Summer heat: At work, at home, in the yard or around your property

Summer heat can be more than uncomfortable: it can be a threat to your health and safety. This is particularly if your employees’ work takes them outdoors for long periods of time, or if the warehouse, kitchen or workshop don’t have proper circulation or temperature control.

Older adults and younger children can also be easily, adversely affected by the heat. Whatever your age, do not let the summer heat get the best of you.

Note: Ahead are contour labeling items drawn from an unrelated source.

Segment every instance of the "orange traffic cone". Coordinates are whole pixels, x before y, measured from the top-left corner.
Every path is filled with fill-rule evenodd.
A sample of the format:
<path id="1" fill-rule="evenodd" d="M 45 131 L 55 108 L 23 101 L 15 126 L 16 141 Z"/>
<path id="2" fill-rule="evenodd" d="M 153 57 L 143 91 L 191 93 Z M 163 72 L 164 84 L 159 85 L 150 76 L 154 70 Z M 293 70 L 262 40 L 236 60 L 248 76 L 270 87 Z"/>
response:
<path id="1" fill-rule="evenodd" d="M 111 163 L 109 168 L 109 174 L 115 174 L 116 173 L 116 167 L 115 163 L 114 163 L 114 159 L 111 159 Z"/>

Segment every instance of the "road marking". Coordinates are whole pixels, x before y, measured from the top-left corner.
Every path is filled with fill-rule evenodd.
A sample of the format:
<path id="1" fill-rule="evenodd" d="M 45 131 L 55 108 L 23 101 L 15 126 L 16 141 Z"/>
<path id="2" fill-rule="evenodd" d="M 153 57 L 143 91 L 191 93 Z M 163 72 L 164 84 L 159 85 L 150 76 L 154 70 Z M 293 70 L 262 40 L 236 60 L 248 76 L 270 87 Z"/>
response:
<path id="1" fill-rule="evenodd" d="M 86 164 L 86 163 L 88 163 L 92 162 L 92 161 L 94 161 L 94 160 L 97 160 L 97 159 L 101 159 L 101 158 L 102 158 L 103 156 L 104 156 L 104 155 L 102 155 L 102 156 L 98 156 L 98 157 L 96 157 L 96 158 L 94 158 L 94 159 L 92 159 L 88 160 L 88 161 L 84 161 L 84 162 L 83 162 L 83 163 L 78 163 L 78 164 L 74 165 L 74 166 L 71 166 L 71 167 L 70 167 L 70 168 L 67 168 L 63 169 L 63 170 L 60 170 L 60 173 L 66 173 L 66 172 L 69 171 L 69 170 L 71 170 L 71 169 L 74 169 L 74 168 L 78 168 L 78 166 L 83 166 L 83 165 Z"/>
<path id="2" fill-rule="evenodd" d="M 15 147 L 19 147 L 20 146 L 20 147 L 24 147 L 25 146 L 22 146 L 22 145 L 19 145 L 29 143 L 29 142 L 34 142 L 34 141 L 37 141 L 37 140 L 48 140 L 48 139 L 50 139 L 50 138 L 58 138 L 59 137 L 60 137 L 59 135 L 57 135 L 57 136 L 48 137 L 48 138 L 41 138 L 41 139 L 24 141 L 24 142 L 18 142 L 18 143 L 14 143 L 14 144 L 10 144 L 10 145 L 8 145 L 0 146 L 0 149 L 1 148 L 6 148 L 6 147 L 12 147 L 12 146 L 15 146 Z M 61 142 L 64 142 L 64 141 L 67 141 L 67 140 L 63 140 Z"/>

Feeling thirsty means your body is on the road to dehydration. Do not wait until you are already dehydrated, especially if you are working or exercising outside in extreme heat.

Signs of Heat exhaustion

Heat exhaustion occurs when a person cannot sweat enough to cool the body, usually the result of not drinking enough fluids in hot weather. It generally develops when a person is working, playing or exercising outside in extreme heat. Here are some symptoms:

  • Dizziness, weakness, nausea, headache and vomiting
  • Blurry vision
  • Body temperature rising to 101 degrees Fahrenheit
  • Sweaty skin
  • Feeling hot and thirsty
  • Difficulty speaking

A person suffering from heat exhaustion must move to a cool place and drink plenty of water.

Signs of Heat Stroke

Heat stroke is the result of untreated heat exhaustion. Here are some symptoms:

  • Sweating
  • Unawareness of heat and thirst
  • Body temperature rising rapidly to above 101°F
  • Confusion or delirium
  • Loss of consciousness or seizure

Heat stroke is a serious medical emergency that must be treated quickly by a trained professional. Until help arrives, cool the person by placing ice on the neck, armpits and groin. If the person is awake and able to swallow, give him or her fluids.

Tips for Staying Cool

Below are some tips for staying safe in the heat:

  • Make sure indoor work areas have proper air circulation with fans, air conditioning or open windows.
  • Drink plenty of water: In hot weather, drink enough to quench your thirst. The average adult needs eight 8-ounce glasses of water a day and more during heat spells.
  • Dress for the weather: When outside, wear lightweight clothing made of natural fabrics and a well-ventilated hat.
  • Stay inside if possible: Do errands and outside chores early or late in the day.
  • Eat light: Replace heavy or hot meals with lighter, refreshing foods.
  • Think cool! Take a cool shower or apply a cold compress to your pulse points. Try spending time indoors at an air-conditioned mall or movie theater.